3.4 PAI-1 and Thrombosis Formation
Plasminogen Activator Inhibitor-1 (PAI-1) is the principal inhibitor of fibrinolysis in the bloodstream, acting as the primary inhibitor of tissue-type plasminogen activator (t-PA) and urokinase-type plasminogen activator (u-PA) [52]. The dynamic balance between t-PA and PAI-1 plays a crucial role in maintaining the homeostasis of the plasma fibrinolytic system. The 4G/4G genotype of PAI-1, a functional gain, is associated with elevated levels of PAI-1. An increase in PAI-1 levels can lead to reduced fibrinolytic activity, thereby enhancing the risk of thrombus formation [53, 54]. Studies by Folsom et al. demonstrated that this homozygous mutation occurs at a rate of 7.2% in patients with VTE compared to 3.4% in a healthy control group [53, 55], linking PAI-1 gene mutations with an increased susceptibility to VTE.

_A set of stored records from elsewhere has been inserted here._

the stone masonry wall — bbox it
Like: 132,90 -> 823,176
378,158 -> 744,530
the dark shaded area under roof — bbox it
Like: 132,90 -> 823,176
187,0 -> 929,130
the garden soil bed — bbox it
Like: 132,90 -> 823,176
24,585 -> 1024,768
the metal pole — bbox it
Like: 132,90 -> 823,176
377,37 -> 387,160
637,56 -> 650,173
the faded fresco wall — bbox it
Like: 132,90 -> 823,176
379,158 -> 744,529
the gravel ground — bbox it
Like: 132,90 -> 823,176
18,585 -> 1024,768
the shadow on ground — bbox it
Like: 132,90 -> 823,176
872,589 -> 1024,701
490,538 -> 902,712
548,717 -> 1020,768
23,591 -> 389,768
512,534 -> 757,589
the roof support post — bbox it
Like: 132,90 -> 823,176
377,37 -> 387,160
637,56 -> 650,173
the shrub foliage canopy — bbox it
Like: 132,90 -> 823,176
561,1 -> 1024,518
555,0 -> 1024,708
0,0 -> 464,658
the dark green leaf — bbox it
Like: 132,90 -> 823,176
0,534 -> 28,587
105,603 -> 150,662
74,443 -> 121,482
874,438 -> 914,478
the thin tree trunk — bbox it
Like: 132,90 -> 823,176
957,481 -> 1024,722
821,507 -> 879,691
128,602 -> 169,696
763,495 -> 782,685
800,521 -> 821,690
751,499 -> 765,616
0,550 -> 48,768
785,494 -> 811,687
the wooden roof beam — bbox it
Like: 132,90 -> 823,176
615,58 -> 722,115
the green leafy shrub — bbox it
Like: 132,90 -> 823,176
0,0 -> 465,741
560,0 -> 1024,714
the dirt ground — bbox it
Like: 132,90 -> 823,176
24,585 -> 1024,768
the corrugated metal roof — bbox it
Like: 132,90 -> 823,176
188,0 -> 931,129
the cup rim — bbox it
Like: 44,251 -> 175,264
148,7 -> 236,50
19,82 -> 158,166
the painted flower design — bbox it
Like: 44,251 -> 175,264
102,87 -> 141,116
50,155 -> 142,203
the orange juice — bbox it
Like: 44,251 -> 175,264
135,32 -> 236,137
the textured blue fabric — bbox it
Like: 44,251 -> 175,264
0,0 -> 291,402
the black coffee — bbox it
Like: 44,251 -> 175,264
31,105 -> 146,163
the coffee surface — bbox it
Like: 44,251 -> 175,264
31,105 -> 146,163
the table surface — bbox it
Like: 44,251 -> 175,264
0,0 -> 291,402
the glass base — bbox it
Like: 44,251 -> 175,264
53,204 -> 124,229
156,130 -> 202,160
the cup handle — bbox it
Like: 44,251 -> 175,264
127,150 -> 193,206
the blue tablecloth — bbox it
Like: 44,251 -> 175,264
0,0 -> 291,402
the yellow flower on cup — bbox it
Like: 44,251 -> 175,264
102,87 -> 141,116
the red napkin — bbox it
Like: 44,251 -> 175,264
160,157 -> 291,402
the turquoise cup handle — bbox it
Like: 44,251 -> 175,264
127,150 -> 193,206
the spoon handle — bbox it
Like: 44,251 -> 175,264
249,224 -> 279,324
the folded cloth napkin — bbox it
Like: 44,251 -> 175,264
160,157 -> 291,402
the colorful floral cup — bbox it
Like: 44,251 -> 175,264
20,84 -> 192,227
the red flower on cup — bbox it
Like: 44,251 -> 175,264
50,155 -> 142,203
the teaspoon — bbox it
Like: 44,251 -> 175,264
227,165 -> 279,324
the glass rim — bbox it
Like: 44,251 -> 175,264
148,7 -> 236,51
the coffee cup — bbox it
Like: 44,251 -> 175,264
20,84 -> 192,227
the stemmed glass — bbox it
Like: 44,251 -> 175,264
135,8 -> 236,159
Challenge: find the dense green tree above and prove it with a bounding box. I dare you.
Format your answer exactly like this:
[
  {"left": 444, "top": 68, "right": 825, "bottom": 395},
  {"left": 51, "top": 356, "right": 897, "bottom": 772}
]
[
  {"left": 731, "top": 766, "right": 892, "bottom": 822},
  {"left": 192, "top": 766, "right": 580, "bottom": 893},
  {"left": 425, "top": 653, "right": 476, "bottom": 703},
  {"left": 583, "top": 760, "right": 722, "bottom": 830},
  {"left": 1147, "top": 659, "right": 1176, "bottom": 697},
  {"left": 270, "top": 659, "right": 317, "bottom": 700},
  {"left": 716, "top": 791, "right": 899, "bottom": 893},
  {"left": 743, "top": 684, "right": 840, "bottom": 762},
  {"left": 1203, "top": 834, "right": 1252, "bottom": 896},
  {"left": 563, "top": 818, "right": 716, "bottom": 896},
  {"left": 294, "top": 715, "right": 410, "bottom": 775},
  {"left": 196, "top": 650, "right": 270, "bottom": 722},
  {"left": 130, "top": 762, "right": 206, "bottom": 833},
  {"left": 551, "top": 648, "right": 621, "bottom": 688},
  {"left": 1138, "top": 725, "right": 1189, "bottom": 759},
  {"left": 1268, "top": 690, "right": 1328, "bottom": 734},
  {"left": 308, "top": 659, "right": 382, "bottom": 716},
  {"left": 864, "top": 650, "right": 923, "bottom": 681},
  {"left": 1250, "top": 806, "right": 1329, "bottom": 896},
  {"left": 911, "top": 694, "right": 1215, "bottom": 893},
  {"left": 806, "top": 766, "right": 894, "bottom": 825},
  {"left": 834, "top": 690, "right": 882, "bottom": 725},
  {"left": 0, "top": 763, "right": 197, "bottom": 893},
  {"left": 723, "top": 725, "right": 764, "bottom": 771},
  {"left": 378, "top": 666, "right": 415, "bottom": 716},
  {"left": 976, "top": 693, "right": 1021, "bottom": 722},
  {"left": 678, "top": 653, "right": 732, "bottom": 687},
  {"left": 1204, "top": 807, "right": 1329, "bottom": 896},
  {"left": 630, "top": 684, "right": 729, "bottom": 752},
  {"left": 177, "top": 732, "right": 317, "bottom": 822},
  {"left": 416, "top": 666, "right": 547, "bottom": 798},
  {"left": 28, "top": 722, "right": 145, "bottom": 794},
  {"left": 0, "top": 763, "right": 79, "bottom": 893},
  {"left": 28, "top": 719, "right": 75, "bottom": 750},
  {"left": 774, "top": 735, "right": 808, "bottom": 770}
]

3.5 Characteristics and Management Insights from This Case
1. Multifocal Venous Thromboembolism: The patient exhibited hemodynamic instability on the fifth day of hospitalization, with Pulmonary Embolism (PE) and Deep Vein Thrombosis (DVT) confirmed through echocardiography, ultrasound of the lower limb deep veins, and pulmonary artery CT angiography. An IVCF was placed to prevent further thrombus detachment, which was followed by the formation of IVCF thrombosis and multiple thromboses in the external iliac, femoral, great saphenous, and popliteal veins. The multifocal venous thromboembolism in this patient was related to coagulopathy associated with TBI and lack of early prophylactic anticoagulation, with a significant contributory factor likely being enhanced PAI-1 activity, leading to decreased fibrinolytic activity and increased thrombus formation. 2. UFH Anticoagulation Therapy Guided by APTT: We opted for UFH anticoagulation due to its rapid onset, ease of monitoring, and reversibility with protamine sulfate. Concerns about expanding intracranial hematoma led to initial APTT targets around 45 seconds. As thrombosis progressed, the APTT target was increased to 50–60 seconds, accompanied by enhanced physical therapy. Conservative medical management of acute TBI complicated by VTE remains the preference for most teams. Treatment aims to achieve target APTT values early, with adjustments based on clinical changes to ensure safe and effective anticoagulation under APTT guidance. 3. Cutaneous Manifestations of IVC Thrombosis: Following IVCF placement, the patient developed IVCF thrombosis, presenting with lower limb swelling accompanied by petechiae and ecchymoses and a decline in platelet count. As the condition improved, the lower limb skin returned to normal, providing valuable clinical insights from this uncommon clinical presentation.